The Apostle Paul advises the first church at Thessalonika to "pray unceasingly". Jesus tells his disciples that if they abide in Him, He will abide in them. Some translators use remain instead of abide, but the key point is that sense of Christ's taking up residence in us, some merging of our heart/mind and His (as His was merged with God's)
If prayer is the soul's intimate connection/dialogue with God, then there is some connection between our need to pray unceasingly (abiding in Him) and Jesus' abiding in us.
But it's not in the Bible. At least I can't find it. No direct connection between any specific activity and Jesus' (or the Spirit's) taking up residence in us and vice versa. Some western Christians will say that we "receive the Spirit" through some specific act of God's doing -- baptism, Jesus' breathing on his disciples. That's not what I'm talking about. I'm talking about (comm)union, mind and soul, through constant prayer (or in constant prayer). And there's no question that's a stream of sensibility in there. But no single aha! line to point to.

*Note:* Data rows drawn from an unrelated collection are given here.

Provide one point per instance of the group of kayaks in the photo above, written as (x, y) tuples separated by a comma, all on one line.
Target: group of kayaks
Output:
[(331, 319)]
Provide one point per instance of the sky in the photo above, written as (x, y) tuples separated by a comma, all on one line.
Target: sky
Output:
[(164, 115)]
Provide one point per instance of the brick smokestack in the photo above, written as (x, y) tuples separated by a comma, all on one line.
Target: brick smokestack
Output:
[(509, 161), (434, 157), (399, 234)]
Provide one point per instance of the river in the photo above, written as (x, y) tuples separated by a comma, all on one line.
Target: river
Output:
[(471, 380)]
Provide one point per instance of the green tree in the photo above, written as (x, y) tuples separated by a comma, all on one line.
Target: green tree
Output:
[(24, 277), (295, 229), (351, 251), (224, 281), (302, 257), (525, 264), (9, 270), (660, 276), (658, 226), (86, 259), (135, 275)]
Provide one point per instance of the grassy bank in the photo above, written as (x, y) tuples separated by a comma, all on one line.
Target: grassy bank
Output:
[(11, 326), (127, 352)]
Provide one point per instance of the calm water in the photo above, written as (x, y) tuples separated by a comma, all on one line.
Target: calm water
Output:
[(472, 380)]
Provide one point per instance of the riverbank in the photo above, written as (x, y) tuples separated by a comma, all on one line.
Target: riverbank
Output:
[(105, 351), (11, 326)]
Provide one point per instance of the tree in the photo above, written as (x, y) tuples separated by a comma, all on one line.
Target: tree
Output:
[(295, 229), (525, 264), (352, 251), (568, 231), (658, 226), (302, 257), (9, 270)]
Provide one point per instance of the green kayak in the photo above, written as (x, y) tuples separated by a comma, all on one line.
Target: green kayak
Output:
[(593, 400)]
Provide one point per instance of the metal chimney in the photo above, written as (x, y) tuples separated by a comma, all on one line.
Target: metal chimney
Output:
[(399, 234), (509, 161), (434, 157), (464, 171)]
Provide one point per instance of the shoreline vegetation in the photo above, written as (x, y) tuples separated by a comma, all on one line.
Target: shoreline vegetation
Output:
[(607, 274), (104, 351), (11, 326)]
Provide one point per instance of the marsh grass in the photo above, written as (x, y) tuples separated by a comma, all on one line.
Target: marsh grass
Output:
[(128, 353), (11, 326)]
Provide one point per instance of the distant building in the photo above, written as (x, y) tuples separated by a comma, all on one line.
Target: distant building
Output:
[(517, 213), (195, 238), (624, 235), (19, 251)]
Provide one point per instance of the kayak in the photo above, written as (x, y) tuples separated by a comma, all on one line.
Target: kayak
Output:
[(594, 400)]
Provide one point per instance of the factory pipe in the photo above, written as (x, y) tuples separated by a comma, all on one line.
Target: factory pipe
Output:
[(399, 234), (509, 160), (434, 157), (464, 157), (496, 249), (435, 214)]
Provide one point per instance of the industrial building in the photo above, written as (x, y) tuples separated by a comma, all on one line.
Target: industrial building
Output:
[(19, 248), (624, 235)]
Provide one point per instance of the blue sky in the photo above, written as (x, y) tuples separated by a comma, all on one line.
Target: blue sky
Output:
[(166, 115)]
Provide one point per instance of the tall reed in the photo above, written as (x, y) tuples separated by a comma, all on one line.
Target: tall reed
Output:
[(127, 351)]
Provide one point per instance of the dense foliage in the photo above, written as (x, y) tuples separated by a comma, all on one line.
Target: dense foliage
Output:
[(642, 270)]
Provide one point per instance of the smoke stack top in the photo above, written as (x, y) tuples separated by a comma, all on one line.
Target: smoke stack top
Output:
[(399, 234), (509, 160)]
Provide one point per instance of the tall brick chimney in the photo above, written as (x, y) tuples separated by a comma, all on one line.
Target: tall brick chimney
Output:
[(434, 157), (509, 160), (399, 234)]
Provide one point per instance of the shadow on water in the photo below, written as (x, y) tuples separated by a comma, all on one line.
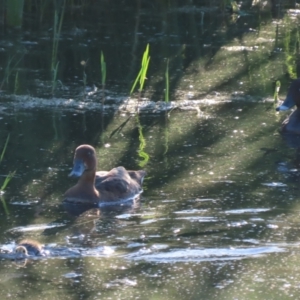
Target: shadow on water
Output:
[(219, 212)]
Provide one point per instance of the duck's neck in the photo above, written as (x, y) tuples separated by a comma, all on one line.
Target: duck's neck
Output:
[(87, 179)]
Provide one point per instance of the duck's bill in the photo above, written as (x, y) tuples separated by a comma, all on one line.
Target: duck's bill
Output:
[(287, 104)]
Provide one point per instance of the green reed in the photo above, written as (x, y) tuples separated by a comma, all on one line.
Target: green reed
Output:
[(141, 77), (14, 12), (54, 77), (16, 85), (84, 76), (276, 92), (8, 177), (167, 82), (9, 69), (58, 20), (291, 42), (142, 154), (103, 77)]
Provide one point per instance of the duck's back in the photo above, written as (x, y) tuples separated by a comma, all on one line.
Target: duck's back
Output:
[(33, 247), (119, 183)]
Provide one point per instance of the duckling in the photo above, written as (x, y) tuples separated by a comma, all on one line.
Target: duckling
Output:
[(29, 248)]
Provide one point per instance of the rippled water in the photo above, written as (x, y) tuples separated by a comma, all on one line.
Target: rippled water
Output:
[(219, 216)]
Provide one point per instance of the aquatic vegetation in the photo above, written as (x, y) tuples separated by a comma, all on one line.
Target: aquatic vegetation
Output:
[(142, 154), (291, 44), (58, 20), (9, 69), (103, 75), (276, 92), (16, 86), (14, 15), (7, 179), (54, 78), (167, 82), (84, 77), (141, 77)]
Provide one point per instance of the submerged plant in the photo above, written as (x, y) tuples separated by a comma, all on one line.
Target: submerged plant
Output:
[(103, 76), (10, 67), (291, 42), (84, 77), (54, 77), (58, 20), (141, 77), (167, 82), (142, 154), (8, 177), (276, 92)]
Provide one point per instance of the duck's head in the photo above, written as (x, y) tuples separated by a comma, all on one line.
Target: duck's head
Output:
[(292, 97), (21, 251), (84, 160)]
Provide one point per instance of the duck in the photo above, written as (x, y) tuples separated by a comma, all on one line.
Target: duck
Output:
[(292, 123), (27, 248), (114, 186)]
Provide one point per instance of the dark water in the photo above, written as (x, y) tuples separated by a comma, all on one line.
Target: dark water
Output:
[(219, 215)]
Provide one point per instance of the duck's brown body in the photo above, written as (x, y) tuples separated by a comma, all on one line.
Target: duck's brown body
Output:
[(94, 187), (29, 247)]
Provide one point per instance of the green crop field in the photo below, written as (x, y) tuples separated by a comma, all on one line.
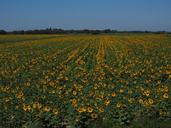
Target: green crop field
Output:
[(85, 81)]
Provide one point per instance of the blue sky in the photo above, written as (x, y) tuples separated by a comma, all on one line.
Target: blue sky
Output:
[(86, 14)]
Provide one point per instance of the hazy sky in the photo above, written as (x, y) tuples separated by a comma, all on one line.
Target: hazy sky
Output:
[(81, 14)]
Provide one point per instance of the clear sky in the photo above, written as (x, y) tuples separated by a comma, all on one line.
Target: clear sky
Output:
[(86, 14)]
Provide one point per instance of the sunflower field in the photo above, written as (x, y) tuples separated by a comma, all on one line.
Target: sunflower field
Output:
[(85, 81)]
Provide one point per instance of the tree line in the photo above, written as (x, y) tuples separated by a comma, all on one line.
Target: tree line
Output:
[(84, 31)]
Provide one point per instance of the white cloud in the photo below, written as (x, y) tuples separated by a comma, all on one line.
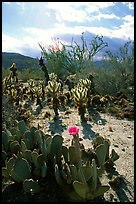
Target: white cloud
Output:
[(105, 16), (77, 12), (12, 44), (130, 5)]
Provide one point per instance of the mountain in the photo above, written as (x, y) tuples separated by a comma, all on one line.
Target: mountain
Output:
[(22, 62)]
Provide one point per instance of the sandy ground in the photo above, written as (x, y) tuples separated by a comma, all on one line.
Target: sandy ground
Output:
[(120, 132)]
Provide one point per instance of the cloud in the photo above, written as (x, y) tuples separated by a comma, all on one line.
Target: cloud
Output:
[(130, 5), (105, 16), (77, 12), (25, 46)]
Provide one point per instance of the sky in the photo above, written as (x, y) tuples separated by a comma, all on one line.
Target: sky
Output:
[(26, 24)]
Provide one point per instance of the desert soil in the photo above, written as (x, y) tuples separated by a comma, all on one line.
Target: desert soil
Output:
[(120, 132)]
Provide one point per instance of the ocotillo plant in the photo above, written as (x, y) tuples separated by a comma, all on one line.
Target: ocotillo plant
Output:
[(53, 89), (45, 70), (79, 96)]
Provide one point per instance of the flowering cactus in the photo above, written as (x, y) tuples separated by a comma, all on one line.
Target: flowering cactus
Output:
[(74, 131)]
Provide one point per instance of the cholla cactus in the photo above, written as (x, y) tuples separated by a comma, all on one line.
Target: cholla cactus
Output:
[(79, 96), (53, 89), (87, 84)]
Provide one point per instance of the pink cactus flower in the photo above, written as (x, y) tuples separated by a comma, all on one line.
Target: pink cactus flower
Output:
[(73, 130)]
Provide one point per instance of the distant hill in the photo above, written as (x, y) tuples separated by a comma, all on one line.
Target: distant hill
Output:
[(22, 62)]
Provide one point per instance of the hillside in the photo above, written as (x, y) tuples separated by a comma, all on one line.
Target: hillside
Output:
[(21, 61)]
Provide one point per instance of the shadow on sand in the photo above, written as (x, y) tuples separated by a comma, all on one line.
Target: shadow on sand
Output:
[(56, 126)]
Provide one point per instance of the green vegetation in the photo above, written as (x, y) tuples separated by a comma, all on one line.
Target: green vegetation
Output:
[(30, 156)]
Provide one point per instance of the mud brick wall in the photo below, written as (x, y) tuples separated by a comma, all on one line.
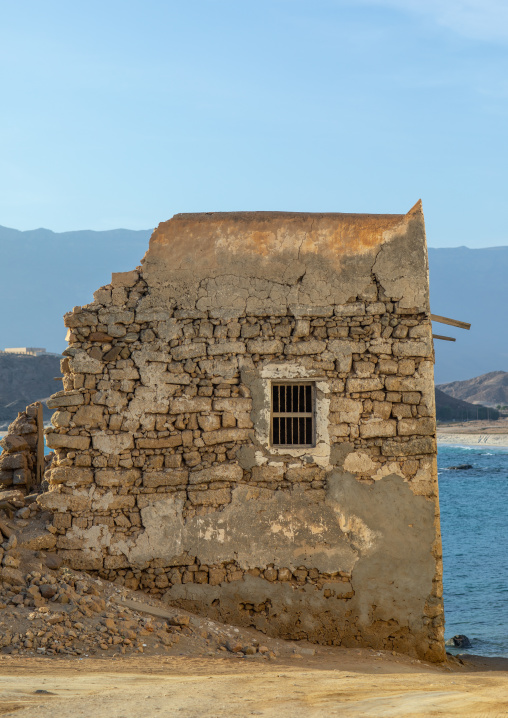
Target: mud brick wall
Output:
[(22, 458), (164, 476)]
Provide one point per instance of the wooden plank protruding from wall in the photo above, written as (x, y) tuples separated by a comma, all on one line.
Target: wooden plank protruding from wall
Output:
[(441, 336), (451, 322)]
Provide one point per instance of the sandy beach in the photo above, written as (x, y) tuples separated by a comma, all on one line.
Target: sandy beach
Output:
[(499, 441), (347, 683)]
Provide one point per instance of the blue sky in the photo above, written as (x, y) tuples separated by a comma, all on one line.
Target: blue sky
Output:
[(122, 113)]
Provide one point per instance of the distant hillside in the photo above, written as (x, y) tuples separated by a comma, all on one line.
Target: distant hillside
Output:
[(24, 379), (46, 274), (450, 409), (471, 285), (489, 389)]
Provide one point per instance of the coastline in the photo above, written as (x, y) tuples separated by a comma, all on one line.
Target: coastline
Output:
[(499, 441)]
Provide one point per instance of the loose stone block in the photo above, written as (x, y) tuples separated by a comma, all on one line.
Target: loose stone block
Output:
[(57, 441), (88, 416), (71, 476), (183, 404), (305, 348), (260, 346), (116, 477), (267, 473), (224, 472), (167, 477), (405, 383), (54, 501), (210, 497), (234, 406), (378, 428), (163, 443), (124, 279), (412, 349), (188, 351), (226, 348), (354, 309), (419, 445), (224, 436), (65, 398), (412, 427), (354, 385), (113, 443)]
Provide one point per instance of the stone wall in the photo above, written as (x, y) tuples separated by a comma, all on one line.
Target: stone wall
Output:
[(22, 458), (164, 476)]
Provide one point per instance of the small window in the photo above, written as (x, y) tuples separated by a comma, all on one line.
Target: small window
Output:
[(292, 418)]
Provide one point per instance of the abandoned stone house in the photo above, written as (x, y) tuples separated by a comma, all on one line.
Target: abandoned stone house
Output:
[(247, 428)]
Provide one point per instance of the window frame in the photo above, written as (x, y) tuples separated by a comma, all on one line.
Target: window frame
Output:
[(291, 414)]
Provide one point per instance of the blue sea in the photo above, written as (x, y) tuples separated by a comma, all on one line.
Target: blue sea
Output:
[(474, 528)]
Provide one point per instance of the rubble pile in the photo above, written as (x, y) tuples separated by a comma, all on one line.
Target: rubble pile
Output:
[(22, 459), (49, 609)]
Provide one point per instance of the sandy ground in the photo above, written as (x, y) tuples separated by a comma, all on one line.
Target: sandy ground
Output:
[(475, 433), (342, 683)]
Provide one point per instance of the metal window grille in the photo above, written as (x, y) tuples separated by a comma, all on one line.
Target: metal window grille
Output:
[(292, 419)]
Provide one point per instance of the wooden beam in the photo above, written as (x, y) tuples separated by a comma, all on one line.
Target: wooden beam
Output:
[(446, 339), (451, 322)]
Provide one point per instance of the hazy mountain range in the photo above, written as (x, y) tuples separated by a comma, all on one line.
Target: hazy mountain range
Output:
[(490, 389), (44, 274)]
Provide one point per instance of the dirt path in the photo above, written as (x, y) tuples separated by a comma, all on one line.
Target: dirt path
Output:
[(350, 683)]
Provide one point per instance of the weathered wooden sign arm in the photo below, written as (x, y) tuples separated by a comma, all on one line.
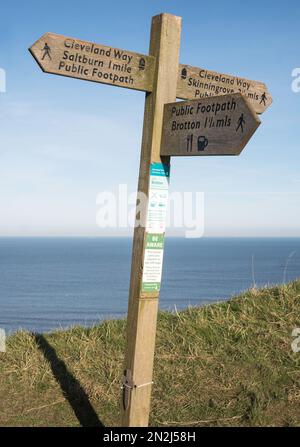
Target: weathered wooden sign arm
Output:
[(199, 83), (67, 56), (144, 293)]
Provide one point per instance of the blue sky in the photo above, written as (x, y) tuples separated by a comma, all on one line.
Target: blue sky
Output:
[(62, 141)]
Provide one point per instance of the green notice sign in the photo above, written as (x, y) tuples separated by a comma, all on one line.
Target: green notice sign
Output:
[(153, 262)]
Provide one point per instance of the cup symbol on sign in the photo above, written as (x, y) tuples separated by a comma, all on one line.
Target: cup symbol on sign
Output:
[(202, 143)]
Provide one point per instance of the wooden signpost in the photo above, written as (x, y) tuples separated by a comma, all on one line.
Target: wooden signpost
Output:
[(204, 126), (197, 83), (217, 125), (89, 61)]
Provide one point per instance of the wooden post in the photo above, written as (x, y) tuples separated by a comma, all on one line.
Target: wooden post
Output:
[(143, 306)]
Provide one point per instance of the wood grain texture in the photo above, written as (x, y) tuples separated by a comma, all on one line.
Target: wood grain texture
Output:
[(197, 83), (89, 61), (142, 307), (218, 125)]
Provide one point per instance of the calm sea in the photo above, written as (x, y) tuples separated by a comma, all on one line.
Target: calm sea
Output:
[(48, 283)]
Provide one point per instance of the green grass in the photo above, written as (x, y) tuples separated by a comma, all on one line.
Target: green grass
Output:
[(227, 364)]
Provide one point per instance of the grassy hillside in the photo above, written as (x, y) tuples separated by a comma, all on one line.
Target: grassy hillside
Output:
[(224, 364)]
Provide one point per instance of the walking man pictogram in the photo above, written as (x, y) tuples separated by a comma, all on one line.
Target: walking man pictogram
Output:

The eastern churches (eg. the Orthodox) take it for granted, this sense of (comm)union in prayer. Besides scripture, they have always depended on the revelation of the early fathers and mothers, who tended to "mystical" description, rather than the west's "rational" argument.
I believe it with all my heart, this possible (comm)union with Christ, through/in constant prayer. And I'm preaching on it Sunday, which Scripture is making more difficult by the minute.